Histogenics thinks NeoCart could become a replacement for microfracture surgery, the current standard-of-care procedure for cartilage damage of the knee. If that ends up being the case, we have a major blockbuster drug on our hands.

Studies have shown microfracture surgery does not completely fix cartilage defects and stimulates the growth of fibrocartilage. Fibrocartilage is believed to be less durable than hyaline cartilage found in healthy knees, so over time, the benefit of microfracture surgery diminishes.

In addition to limited long-term benefits, microfracture surgery is also associated with modest efficacy and extended patient recovery times.

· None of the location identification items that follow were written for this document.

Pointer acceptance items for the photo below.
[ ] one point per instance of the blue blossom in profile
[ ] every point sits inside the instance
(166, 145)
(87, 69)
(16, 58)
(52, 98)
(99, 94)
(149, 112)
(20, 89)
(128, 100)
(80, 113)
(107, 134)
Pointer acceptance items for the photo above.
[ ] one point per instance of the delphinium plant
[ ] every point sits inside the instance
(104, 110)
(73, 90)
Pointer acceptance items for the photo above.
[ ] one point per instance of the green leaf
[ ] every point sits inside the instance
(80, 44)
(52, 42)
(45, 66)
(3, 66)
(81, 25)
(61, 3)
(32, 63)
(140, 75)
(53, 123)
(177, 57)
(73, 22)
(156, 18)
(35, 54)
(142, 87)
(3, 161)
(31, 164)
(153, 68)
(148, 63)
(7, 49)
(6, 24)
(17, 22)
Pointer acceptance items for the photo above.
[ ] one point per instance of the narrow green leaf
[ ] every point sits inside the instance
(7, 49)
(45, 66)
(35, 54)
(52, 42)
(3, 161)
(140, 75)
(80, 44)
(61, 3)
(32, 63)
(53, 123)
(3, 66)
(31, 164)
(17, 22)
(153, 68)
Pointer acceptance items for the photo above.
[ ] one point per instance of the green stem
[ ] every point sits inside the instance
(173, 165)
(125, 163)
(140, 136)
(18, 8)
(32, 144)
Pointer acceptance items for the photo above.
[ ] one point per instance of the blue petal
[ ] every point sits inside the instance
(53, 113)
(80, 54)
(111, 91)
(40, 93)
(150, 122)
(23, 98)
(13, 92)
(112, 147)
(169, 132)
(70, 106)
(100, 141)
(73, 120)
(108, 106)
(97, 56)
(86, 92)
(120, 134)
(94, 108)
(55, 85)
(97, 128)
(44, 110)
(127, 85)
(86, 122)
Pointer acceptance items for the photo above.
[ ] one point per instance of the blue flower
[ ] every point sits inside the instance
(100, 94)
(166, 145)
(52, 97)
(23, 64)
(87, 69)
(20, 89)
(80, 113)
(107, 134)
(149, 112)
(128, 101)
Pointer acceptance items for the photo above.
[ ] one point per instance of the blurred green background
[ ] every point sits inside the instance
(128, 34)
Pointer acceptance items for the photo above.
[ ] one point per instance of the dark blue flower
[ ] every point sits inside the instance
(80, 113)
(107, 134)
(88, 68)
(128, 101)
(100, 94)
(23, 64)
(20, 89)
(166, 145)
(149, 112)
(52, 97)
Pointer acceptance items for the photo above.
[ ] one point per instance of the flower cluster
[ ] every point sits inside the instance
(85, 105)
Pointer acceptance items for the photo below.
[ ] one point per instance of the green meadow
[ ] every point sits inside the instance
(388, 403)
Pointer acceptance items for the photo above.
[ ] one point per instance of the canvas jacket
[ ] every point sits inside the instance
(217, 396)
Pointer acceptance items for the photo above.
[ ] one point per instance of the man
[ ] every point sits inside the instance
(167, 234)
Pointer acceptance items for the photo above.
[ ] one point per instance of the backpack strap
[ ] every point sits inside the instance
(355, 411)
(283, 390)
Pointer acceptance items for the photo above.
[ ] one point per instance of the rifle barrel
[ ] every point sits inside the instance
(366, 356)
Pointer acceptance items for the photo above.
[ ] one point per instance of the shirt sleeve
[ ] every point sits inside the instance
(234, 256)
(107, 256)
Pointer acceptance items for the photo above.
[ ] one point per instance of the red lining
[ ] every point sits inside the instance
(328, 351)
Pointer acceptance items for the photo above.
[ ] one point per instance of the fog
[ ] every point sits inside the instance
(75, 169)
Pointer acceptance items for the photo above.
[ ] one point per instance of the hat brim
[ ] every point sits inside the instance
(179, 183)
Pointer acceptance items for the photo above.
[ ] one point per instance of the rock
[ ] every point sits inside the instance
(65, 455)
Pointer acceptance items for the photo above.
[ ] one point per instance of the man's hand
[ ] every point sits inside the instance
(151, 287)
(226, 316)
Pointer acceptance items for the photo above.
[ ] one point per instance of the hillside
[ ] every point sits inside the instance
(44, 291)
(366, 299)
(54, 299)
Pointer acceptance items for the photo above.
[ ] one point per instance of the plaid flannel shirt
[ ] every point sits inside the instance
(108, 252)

By using a patient’s own tissue, NeoCart provides a hyaline-like implant, which is believed to offer better protection and durability over the long term. So far, the studies analyzing the therapeutic have been quite promising in this regard.

The following comes from NeoCart’s Phase I study:

[These] procedures are a therapeutic option for the treatment of chondral lesions that can offer a positive outcome over time for specific patient categories, but high-level studies are lacking. Systematic long-term evaluation of these techniques and randomised controlled trials are necessary to confirm the potential of this treatment approach, especially when comparing against less ambitious traditional treatments.

And the following from Phase II:

This randomized study suggests that the safety of autologous cartilage tissue implantation, with use of the NeoCart technique, is similar to that of microfracture surgery and is associated with greater clinical efficacy at two years after treatment.

Histogenics is currently operating at a burn rate of $37.9 million a year with $7.8 million in cash on hand. The company is expected to raise $60 million in its IPO, giving it approximately seven quarters before it will need to seek additional financing (assuming a constant burn rate).

Considering that Phase III trials typically take 30 months on average, shareholders are likely to see some form of dilution before NeoCart hits the market.

Nonetheless, positive interim results would be enough to float the stock considering NeoCart’s blockbuster potential. We like Histogenics as a speculative play, but you’ll probably want to hold off at least until NeoCart’s recruitment phase is over.